The idea is controversial. A study released in July by the National Education Policy Center found that only half of the students at schools operated by K12, the largest virtual charter school company in the country, graduate on time. (New Mexico's graduation rate is 66.1 percent.) The study also found that, in 2011, just over 27 percent of K12's schools met the performance standards mandated by No Child Left Behind—far below the nationwide average of 52 percent. In other states, K12-associated schools have endured criticism for poor student performance and racking up too much debt.
But Gessing says virtual schools have other advantages. A Rio Grande Foundation study found that virtual charter schools operate at a lower per-student cost than traditional public schools and cited efforts in states like Ohio and Hawaii that successfully combined traditional classroom schooling with online education.
"I wouldn't say there's a clear-cut illustration that these schools are failing," Gessing says.
Regardless of educational performance, K12 is reaping profits. In the fourth quarter of fiscal year 2012, the company reported $170.4 million in revenues—a 32.8 percent increase over the previous year.

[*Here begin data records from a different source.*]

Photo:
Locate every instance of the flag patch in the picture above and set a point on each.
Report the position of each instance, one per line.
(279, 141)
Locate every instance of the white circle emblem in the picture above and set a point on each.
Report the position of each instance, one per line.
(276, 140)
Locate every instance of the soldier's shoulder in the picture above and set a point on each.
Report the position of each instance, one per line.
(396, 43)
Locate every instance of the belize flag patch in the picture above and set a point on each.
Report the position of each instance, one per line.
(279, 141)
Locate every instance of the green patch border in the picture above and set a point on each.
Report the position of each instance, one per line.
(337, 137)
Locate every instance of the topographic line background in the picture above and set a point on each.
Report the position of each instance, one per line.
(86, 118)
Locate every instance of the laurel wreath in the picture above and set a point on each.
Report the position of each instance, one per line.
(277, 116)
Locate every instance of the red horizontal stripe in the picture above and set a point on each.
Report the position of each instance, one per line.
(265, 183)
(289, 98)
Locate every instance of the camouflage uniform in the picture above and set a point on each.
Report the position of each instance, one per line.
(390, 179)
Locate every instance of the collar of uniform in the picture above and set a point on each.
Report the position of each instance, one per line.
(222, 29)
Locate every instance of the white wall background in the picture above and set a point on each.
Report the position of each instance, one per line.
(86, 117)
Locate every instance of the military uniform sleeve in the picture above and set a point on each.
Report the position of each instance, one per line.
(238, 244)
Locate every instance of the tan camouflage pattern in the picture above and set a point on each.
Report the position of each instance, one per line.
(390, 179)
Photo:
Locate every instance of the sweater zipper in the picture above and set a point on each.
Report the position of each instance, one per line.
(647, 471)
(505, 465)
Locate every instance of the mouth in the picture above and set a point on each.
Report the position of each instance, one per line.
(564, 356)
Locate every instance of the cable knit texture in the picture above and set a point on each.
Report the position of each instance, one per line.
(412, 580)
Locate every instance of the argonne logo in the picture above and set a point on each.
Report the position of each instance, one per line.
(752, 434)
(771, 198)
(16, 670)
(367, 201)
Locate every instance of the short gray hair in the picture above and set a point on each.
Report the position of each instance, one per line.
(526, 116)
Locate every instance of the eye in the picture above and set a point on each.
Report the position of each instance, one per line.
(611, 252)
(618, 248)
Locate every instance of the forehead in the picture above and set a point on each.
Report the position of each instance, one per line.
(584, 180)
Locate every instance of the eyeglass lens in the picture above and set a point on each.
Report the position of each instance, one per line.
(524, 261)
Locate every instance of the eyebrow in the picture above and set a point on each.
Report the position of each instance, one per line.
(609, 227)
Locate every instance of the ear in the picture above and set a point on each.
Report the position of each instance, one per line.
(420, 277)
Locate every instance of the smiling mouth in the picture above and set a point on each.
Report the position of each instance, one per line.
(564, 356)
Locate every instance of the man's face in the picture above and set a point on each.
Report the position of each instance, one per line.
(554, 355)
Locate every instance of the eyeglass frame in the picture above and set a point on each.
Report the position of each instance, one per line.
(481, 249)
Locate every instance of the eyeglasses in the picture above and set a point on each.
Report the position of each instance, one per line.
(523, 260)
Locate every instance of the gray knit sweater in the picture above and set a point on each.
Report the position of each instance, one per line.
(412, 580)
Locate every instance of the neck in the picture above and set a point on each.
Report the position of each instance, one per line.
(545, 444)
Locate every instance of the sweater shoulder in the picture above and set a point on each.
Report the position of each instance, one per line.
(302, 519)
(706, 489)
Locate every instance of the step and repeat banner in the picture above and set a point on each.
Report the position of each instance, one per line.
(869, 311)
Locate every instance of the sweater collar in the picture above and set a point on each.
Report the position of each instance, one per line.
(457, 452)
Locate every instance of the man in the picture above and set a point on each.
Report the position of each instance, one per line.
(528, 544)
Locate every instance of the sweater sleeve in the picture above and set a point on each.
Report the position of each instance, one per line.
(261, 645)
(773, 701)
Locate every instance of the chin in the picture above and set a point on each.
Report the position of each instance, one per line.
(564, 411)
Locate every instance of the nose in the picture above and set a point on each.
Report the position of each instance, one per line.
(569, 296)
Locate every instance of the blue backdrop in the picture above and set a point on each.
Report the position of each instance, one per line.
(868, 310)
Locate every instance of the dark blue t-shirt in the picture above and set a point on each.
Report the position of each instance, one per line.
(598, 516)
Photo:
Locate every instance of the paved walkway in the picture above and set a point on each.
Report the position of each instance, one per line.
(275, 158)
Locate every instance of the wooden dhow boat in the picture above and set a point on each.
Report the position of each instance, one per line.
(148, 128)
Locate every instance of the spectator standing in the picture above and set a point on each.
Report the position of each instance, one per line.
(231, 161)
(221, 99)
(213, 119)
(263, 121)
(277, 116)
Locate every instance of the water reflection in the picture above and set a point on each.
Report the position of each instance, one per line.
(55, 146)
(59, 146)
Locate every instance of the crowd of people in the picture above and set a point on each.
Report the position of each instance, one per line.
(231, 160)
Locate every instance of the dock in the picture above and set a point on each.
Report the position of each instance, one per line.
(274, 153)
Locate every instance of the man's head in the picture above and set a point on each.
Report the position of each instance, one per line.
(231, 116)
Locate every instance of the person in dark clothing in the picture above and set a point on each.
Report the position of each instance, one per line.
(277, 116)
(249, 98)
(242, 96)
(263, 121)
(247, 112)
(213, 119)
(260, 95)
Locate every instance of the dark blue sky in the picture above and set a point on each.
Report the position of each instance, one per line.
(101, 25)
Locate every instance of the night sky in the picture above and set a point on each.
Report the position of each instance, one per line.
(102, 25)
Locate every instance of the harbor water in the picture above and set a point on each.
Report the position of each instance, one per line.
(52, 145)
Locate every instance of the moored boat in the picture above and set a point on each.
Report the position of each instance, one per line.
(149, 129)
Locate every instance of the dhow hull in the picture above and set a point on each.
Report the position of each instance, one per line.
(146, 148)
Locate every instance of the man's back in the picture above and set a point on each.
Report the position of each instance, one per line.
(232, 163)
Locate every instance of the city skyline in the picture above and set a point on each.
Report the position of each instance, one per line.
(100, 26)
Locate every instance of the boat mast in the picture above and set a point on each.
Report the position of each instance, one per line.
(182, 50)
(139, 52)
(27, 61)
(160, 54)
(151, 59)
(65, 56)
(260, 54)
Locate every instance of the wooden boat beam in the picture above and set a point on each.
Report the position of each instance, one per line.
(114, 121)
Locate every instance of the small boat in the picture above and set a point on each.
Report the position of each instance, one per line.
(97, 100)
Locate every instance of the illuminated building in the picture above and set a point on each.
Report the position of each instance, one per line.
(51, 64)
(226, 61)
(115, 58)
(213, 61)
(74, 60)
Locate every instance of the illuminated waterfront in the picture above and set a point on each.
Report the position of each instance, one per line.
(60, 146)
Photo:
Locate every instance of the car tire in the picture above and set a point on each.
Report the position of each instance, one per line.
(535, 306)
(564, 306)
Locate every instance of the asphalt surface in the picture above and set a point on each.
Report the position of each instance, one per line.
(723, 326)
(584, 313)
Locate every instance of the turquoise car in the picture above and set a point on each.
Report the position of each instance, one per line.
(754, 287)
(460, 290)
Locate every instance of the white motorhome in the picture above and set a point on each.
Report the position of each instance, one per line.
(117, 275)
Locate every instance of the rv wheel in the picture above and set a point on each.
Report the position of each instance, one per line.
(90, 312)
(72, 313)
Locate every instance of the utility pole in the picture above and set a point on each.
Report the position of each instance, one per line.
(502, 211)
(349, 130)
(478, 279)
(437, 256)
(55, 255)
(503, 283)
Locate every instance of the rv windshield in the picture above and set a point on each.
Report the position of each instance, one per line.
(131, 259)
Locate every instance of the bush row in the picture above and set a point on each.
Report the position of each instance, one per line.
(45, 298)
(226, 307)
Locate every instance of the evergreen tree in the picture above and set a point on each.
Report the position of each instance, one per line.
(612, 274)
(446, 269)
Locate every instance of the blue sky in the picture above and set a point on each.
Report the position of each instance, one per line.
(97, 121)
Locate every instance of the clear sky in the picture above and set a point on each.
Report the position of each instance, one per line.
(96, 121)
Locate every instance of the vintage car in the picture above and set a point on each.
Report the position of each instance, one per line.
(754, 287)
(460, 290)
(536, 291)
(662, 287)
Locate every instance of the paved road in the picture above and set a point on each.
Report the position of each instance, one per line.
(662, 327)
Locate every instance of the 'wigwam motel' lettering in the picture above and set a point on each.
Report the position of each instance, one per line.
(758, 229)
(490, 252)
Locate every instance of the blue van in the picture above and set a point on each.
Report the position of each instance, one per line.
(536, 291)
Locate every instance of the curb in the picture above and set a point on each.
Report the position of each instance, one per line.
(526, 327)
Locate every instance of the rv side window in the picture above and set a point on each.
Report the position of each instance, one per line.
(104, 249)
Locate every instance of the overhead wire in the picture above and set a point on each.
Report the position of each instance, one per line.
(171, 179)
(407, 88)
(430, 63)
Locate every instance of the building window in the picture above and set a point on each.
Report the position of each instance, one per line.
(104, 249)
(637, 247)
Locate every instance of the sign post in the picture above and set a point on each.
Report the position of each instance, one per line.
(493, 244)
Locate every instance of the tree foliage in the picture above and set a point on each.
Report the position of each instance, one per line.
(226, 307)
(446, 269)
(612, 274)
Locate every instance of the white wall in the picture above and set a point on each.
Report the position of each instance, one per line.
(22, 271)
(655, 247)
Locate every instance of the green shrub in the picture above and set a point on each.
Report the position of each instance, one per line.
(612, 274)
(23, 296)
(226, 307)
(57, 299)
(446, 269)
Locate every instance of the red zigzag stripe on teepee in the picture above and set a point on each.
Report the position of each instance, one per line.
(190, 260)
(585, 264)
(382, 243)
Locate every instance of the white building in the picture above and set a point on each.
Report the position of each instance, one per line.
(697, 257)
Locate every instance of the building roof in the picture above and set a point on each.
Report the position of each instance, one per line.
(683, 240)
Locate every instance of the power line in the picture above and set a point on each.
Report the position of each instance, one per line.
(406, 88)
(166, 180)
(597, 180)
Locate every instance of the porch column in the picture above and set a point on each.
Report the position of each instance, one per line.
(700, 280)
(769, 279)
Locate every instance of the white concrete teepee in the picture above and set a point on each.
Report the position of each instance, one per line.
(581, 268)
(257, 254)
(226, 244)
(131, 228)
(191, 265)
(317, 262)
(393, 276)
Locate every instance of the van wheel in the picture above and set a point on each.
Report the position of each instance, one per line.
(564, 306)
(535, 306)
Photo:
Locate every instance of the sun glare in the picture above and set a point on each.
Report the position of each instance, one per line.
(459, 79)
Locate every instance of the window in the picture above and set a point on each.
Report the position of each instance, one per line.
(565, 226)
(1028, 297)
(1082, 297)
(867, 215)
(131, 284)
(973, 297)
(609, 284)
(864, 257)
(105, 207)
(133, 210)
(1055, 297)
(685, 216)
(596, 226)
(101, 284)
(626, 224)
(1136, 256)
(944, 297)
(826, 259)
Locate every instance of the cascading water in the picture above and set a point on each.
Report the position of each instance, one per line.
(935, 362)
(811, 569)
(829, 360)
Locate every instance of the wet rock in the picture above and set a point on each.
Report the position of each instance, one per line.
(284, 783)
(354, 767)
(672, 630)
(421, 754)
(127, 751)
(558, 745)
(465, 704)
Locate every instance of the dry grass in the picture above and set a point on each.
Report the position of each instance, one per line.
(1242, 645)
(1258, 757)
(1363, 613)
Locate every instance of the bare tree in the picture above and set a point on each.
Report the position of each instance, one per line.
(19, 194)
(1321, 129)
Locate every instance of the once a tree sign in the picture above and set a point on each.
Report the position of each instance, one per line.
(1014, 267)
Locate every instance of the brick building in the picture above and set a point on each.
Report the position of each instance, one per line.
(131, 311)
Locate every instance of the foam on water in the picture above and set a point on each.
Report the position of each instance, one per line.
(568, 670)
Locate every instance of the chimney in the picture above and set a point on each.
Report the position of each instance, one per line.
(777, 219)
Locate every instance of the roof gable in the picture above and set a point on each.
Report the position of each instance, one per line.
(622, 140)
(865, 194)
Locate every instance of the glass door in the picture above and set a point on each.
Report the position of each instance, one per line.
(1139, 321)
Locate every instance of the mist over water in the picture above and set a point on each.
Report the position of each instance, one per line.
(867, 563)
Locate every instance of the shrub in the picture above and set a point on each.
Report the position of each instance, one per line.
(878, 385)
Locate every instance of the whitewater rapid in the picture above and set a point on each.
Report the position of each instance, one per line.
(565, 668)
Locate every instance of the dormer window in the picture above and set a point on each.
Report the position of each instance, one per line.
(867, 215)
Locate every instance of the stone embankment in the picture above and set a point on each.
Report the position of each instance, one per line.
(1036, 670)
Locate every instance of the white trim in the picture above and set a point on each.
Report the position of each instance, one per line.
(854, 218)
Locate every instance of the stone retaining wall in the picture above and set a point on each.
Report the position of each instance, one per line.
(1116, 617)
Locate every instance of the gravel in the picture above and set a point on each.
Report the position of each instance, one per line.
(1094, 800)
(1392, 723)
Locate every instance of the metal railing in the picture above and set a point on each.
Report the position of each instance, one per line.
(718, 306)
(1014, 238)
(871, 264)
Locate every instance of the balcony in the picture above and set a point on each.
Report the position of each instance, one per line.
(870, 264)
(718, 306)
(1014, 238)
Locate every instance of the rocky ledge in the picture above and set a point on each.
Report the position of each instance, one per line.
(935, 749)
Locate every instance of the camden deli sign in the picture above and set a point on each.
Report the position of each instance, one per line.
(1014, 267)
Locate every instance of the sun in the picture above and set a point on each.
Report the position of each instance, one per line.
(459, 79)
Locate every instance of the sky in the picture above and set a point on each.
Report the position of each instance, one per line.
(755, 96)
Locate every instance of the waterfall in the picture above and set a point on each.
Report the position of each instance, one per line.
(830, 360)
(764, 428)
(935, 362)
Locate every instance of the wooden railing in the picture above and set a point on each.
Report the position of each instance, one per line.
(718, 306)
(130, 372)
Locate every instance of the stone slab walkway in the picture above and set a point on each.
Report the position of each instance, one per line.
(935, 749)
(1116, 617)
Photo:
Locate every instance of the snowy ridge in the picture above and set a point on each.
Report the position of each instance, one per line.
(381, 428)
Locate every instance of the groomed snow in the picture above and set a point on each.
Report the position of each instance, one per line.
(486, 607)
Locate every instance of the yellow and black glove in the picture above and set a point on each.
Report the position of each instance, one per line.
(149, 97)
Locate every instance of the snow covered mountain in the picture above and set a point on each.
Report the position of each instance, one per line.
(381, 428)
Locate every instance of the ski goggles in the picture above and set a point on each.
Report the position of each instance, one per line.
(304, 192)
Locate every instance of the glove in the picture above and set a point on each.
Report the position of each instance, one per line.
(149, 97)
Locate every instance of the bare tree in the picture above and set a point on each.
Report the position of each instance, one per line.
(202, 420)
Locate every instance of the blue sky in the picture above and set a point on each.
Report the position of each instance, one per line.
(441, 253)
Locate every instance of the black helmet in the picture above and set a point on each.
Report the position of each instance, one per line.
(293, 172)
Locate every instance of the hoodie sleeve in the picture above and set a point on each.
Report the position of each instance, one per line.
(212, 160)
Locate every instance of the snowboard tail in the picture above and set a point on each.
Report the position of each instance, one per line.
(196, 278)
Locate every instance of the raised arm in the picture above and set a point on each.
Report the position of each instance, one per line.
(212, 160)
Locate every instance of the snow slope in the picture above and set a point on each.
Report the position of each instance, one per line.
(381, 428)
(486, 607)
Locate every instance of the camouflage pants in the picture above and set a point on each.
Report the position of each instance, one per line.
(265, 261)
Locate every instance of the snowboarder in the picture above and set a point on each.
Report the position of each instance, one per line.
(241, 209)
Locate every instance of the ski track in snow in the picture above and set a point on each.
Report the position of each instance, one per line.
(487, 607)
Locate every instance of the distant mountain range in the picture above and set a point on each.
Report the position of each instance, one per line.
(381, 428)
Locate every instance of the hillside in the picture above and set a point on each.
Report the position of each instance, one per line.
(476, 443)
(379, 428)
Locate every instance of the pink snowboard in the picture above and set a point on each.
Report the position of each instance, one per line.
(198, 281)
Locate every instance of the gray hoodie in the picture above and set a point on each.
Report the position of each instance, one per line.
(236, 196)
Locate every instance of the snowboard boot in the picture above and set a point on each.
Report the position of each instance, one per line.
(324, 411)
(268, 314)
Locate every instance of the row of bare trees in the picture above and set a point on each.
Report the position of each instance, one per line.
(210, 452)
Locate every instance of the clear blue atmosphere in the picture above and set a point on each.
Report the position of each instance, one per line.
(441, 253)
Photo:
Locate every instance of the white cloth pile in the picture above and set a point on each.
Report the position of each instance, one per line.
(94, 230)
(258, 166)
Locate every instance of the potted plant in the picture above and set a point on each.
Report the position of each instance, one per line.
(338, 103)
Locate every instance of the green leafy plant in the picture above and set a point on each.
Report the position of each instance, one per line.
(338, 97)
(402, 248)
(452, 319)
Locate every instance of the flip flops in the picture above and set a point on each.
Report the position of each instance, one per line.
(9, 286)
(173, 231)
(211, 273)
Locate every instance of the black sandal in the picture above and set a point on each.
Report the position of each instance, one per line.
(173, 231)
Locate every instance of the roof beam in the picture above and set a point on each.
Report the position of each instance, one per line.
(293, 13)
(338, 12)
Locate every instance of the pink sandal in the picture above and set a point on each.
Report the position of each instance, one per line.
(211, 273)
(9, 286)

Had NMCA's charter application been approved, however, it would have sourced curriculum and material from a different company: Baltimore-based Connections Education, LLC. Boitano, who says he was at first skeptical about virtual education, says Connections' accountability system helped convince him.
But there's another link: Until July, Connections was a member the American Legislative Exchange Council, the corporate-backed, right-wing nonprofit—for which Boitano serves as an education task force manager. Boitano says any impression that ALEC convinced him to back virtual charter schools is "not going to fly," adding that he's only been to two or three ALEC conferences in his 15 years as a legislator.
But questions also linger about the legality of virtual schools in New Mexico. PEC Vice Chairwoman Carolyn Shearman, D-Eddy, says she supports online education but voted against NMCA's application because of a 2008 Attorney General's Office advisory and a 2009 charter schools division opinion saying the PEC cannot approve schools that aren't "brick-and-mortar." She says charter laws need to be updated to address virtual schools.
NMCA board members say they plan to appeal the PEC's decision to Public Education Secretary-designate Hanna Skandera, who helped push similar reform efforts in Florida, whose agency recommended approval of NMCA, and who has the authority to override the PEC. Whatever happens, Harrell expects the debate to continue.
"It's a fundamental issue the Legislature will wrestle with next session," he says.
Editor's note: A previous version of this story stated that K12 schools had been "shut down" for failing to improve student performance; no K12 school has been shut down for that reason. SFR regrets the error.